Her story will touch you deeply. You will feel her fear, you will cry, and you will ask yourself the same questions that we as a people have been asking forever: How could this happen? Where does such animosity come from? Why can’t we just be like God, Who is the Source for all of us? But you will also feel something else most profoundly: You will feel hope, a hope that inch by inch, we as a people are moving toward a new alignment—that is, we’re moving toward living God-realized lives.

To me, Immaculée was not only left to tell this mind-blowing story, but more than that, she’s a living example of what we can all accomplish when we go within and choose to truly live in perfect harmony with our originating Spirit.

I am honored to have played a small role in bringing this staggering story to the attention of the world.

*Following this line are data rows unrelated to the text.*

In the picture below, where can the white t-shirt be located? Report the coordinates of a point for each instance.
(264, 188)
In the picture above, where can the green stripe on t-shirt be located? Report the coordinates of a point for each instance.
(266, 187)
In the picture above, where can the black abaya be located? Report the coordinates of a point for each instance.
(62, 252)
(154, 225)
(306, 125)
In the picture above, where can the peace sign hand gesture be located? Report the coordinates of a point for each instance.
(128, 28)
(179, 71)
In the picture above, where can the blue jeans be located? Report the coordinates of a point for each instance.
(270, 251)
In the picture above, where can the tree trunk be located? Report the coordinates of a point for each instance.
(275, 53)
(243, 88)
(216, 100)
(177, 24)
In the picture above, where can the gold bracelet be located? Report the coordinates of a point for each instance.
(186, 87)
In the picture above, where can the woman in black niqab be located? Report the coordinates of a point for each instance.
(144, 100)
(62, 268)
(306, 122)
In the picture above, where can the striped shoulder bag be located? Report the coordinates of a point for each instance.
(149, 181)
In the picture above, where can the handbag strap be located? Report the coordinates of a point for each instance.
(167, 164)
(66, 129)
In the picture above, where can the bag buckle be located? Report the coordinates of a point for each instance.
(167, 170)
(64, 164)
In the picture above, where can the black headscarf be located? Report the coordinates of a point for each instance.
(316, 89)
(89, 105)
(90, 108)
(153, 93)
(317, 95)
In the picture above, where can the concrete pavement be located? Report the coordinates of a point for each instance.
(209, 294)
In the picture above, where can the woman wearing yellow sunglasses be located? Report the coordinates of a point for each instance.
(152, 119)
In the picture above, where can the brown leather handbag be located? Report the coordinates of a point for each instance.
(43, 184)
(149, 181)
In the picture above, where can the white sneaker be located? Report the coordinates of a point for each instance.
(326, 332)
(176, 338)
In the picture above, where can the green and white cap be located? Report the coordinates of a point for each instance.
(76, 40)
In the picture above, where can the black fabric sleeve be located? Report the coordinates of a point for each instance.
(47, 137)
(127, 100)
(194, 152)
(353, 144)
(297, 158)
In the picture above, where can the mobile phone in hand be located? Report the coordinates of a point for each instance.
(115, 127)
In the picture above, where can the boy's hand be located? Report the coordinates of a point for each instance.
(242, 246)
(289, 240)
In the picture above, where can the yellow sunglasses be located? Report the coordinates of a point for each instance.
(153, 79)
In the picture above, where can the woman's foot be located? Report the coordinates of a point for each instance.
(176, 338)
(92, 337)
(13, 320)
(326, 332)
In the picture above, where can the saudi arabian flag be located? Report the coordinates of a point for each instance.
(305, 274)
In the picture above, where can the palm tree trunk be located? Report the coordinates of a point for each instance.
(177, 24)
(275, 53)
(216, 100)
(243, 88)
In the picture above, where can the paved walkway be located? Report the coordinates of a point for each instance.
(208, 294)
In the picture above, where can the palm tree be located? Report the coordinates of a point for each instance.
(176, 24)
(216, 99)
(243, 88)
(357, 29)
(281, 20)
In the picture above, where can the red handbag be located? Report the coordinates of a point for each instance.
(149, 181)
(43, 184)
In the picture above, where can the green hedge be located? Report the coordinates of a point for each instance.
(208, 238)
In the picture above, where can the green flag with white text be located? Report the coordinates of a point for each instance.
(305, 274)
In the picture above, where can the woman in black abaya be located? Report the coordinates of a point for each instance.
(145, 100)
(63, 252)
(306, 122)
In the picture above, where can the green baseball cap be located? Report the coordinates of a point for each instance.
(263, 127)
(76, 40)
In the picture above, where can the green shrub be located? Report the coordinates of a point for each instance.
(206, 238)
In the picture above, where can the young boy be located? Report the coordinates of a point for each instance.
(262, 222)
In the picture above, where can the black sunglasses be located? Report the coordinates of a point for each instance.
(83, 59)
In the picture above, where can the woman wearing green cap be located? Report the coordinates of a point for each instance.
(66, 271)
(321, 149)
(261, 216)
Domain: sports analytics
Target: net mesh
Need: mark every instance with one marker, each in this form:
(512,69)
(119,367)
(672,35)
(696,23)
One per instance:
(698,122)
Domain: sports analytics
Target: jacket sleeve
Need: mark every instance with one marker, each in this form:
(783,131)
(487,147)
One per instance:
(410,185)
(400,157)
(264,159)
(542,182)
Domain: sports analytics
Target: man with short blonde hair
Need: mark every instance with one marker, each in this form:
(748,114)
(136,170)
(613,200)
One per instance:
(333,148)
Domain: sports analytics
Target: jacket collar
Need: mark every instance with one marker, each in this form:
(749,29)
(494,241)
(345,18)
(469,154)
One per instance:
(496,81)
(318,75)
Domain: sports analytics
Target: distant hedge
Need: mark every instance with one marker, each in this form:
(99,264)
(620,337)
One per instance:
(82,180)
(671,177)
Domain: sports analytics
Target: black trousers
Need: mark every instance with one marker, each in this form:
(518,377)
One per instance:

I am honored to join hands with Immaculée and assist in her vision of love and compassion—not only in Rwanda, but in all places where hatred has resided for so long. And I am deeply honored to write these few words in this book that you, the reader, are about to immerse yourself in. I assure you that as you do so, you’ll move to a place just a few inches closer to living in oneness with the same Divine Essence from which we were all created.

I love this book, and I love Immaculée Ilibagiza.

Immaculée, thank you for coming into my life.